Nie chcę Wam psuć tematu, zwrócę tylko uwagę że nie jest on najświeższy. Na ten temat dyskutujemy już od roku tu;
http://www.miasto-info.pl/forum/temat174
Wystarczy pogrzebać trochę na forum zanim się coś doda, bo niepotrzebnie dubluje się wątki.
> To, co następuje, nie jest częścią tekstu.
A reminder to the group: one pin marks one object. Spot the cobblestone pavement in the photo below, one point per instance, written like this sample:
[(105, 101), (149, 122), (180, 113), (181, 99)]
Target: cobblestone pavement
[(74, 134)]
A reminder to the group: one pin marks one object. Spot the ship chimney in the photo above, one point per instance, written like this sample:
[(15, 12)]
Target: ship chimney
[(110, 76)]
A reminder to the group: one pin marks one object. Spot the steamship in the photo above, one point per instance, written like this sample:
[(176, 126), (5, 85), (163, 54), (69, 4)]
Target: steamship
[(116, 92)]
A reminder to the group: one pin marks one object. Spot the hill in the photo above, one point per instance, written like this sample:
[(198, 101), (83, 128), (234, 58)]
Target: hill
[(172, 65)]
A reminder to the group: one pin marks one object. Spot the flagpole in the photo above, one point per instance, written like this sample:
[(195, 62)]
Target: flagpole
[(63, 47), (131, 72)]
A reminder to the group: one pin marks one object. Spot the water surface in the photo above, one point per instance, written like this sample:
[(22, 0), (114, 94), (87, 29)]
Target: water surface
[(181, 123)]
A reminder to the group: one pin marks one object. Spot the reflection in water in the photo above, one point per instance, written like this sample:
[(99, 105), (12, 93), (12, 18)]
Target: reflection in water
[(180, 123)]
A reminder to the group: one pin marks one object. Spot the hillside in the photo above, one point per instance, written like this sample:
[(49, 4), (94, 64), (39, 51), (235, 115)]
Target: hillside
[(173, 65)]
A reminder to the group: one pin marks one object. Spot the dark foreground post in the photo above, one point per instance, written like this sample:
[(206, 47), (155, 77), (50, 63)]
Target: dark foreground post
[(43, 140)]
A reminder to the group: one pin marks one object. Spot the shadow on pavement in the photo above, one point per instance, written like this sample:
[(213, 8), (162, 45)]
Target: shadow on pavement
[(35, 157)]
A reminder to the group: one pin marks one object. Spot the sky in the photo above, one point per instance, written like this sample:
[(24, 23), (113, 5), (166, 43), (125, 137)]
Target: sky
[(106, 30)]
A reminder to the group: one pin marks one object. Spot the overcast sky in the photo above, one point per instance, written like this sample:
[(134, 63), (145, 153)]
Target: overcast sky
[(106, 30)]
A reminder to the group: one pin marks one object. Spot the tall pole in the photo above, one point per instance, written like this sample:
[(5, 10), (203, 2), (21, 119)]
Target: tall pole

Będzie czyściej i przejrzyściej. ;)
Pozdrawiam serdecznie, M007.
Ta się składa ,że mam dziecko niepełnosprawne i nie korzystam z karty jadąc na zakupy do rynku tylko parkuje koło kościoła,też chętnie oddałabym swoją karte wraz z chorobą syna ale widzę jak podjeżdzają młodzi autami tatusiów i dziadków i parkują na środku płyty a mamy z dziecmi nie moga bezpiecznie spacerować bo na środku rynku jest ruchliwy oparking.Mieszkam tutaj od urodzenia i znam duzo mieszanców i widze kto parkuje.A np.policjant prywatnie z żonka na zakupach też inwalida......nietykalny.Pozatym"inwalido"być może ty masz karte ze zdjeciem ale jest całe mnóstw kart bez zdjęc-przejdz sie po rynku i kunij za szybki:)
Matko polko, jeśli miałabyś kartę parkingową dla osoby niepełnosprawnej to wiedziałabyś że zdjęcie znajduje się na jej odwrocie. Kładzie się ją w aucie tak aby było widać jej datę ważności, czyli stroną bez zdjęcia. Życzę dużo zdrowia dla syna.